Simplifying Complicated Trigonometric Integrals

[ace1412]

Homework Statement

$\int_{C}|y|ds$ where C is the curve $(x^{2}+y^{2})^{2}=2^{2}(x^{2}-y^{2})$

Homework Equations

The Attempt at a Solution

i used polar coordinates $x = r cos \theta$ and $y = r sin \theta$

then substituted into the equation to get $r = 2\sqrt{cos 2\theta}$

since $r\geq0$ gives $-\frac{\pi}{4}\leq \theta\leq \frac{\pi}{4}$

substituting back gives $x = 2\sqrt{cos 2\theta}cos \theta$ and $y = 2\sqrt{cos 2\theta}sin \theta$

then i calculated $\frac{dx}{d\theta}=-\frac{2sin 2\theta cos \theta}{\sqrt{cos 2\theta}}-\frac{2sin \theta}{\sqrt{cos 2\theta}}$ and $\frac{dy}{d\theta}=-\frac{2sin 2\theta sin \theta}{\sqrt{cos 2\theta}}+\frac{2cos \theta}{\sqrt{cos 2\theta}}$

and found $ds=\sqrt{(\frac{dx}{d\theta})^{2}+(\frac{dy}{d\theta})^{2}}d\theta=(4tan 2\theta sec 2\theta+4 cos 2\theta)d\theta$

now substituting back to the integral gives $8\int^{-\frac{\pi}{4}}_{\frac{\pi}{4}}\sqrt{cos 2\theta}|sin \theta|(tan 2\theta sec 2\theta+ cos 2\theta)d\theta$

which looks terribly difficult, so i inferred that i did something wrong somewhere, can someone please shed a bit of light? thanks

 

[jackmell]

Why not just muscle through it?

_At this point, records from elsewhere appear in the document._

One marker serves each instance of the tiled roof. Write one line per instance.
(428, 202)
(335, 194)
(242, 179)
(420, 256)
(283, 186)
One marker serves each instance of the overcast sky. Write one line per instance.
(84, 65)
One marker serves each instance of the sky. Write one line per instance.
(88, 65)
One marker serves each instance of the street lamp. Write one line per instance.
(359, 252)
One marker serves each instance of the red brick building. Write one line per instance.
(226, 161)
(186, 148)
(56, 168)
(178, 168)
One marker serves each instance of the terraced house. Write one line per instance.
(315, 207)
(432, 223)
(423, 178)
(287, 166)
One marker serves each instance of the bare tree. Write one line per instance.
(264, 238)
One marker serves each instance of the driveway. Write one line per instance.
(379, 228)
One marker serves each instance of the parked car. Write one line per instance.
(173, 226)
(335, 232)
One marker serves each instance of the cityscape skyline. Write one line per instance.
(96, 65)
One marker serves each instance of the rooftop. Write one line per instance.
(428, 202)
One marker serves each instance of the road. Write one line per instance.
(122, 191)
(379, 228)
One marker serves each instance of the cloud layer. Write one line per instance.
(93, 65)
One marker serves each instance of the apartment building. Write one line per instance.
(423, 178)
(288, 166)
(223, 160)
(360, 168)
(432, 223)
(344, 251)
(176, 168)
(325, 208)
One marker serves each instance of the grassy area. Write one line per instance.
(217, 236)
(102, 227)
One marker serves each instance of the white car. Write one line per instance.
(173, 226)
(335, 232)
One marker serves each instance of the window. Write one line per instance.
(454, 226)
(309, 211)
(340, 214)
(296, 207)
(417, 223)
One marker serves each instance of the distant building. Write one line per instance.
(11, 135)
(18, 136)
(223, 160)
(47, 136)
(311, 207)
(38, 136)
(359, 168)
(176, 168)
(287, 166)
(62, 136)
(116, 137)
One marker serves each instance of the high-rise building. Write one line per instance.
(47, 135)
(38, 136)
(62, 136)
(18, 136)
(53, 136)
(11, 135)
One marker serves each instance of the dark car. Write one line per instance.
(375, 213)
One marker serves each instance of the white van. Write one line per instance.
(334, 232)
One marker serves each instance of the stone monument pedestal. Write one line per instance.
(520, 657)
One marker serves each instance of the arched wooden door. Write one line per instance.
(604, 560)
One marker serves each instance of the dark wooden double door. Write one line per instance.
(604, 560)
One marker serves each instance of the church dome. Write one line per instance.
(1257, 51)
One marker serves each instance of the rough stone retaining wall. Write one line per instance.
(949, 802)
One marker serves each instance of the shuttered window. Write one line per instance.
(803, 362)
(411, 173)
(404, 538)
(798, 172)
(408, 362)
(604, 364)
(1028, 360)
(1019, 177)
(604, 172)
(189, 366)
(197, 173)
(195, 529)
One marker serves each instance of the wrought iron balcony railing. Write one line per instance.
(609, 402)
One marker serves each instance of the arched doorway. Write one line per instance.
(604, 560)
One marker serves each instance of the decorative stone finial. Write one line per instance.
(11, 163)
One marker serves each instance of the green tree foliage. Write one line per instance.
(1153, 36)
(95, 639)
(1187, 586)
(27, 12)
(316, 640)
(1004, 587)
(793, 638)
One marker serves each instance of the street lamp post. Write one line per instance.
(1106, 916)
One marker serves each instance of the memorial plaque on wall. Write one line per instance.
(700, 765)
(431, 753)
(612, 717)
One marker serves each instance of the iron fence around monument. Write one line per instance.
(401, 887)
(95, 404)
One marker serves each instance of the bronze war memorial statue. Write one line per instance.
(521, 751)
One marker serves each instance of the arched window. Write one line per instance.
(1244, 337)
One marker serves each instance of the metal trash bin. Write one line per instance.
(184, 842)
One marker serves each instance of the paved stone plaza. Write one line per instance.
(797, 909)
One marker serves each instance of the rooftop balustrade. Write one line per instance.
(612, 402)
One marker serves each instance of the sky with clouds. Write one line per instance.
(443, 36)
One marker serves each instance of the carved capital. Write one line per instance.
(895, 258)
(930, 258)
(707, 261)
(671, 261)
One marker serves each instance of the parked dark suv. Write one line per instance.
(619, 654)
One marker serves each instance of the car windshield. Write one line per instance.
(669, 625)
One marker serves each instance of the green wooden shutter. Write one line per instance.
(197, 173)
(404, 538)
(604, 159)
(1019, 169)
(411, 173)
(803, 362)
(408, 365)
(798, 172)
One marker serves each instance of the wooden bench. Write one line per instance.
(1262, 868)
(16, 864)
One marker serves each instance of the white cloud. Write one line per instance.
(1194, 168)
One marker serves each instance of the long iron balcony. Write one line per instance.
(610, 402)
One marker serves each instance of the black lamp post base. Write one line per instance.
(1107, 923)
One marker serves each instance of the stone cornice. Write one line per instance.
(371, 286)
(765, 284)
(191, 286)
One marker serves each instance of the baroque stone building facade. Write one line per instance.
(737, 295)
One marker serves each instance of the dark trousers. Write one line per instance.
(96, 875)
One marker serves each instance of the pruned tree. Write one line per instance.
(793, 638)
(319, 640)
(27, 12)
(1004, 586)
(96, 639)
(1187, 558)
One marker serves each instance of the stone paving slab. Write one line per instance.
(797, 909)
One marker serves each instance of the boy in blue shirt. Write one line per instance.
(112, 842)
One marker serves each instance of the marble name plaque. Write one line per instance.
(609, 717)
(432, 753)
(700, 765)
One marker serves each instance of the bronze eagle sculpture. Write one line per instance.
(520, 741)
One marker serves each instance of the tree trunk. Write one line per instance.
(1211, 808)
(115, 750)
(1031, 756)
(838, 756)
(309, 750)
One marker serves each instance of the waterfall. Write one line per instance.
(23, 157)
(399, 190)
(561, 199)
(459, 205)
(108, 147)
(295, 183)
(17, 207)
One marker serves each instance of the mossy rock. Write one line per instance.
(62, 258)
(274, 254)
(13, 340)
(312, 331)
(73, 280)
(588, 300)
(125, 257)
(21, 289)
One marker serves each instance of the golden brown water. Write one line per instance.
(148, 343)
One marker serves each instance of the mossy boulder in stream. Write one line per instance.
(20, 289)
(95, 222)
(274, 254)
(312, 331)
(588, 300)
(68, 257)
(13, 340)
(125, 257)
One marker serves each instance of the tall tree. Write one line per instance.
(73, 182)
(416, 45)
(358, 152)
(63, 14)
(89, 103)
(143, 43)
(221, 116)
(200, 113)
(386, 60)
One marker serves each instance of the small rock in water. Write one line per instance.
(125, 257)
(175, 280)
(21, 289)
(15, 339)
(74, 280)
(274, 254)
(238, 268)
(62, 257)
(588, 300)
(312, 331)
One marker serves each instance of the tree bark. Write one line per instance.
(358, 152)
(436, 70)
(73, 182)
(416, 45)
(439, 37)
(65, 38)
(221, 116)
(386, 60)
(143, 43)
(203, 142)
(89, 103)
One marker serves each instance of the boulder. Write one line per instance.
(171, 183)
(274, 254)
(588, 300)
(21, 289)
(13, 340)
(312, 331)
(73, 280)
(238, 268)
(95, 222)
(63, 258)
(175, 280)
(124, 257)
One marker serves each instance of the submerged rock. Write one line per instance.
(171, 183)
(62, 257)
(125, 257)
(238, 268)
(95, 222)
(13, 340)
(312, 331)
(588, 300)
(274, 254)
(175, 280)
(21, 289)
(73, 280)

I mean suppose you had to? Could you? Start with this piece:

$$\int \frac{\sin(t) \sin(2t)}{(\cos(2t)^{3/2}}dt$$

How about just that part? Already has the 2t thing in the top and bottom. Maybe start with parts. Keep working through it. See what happens.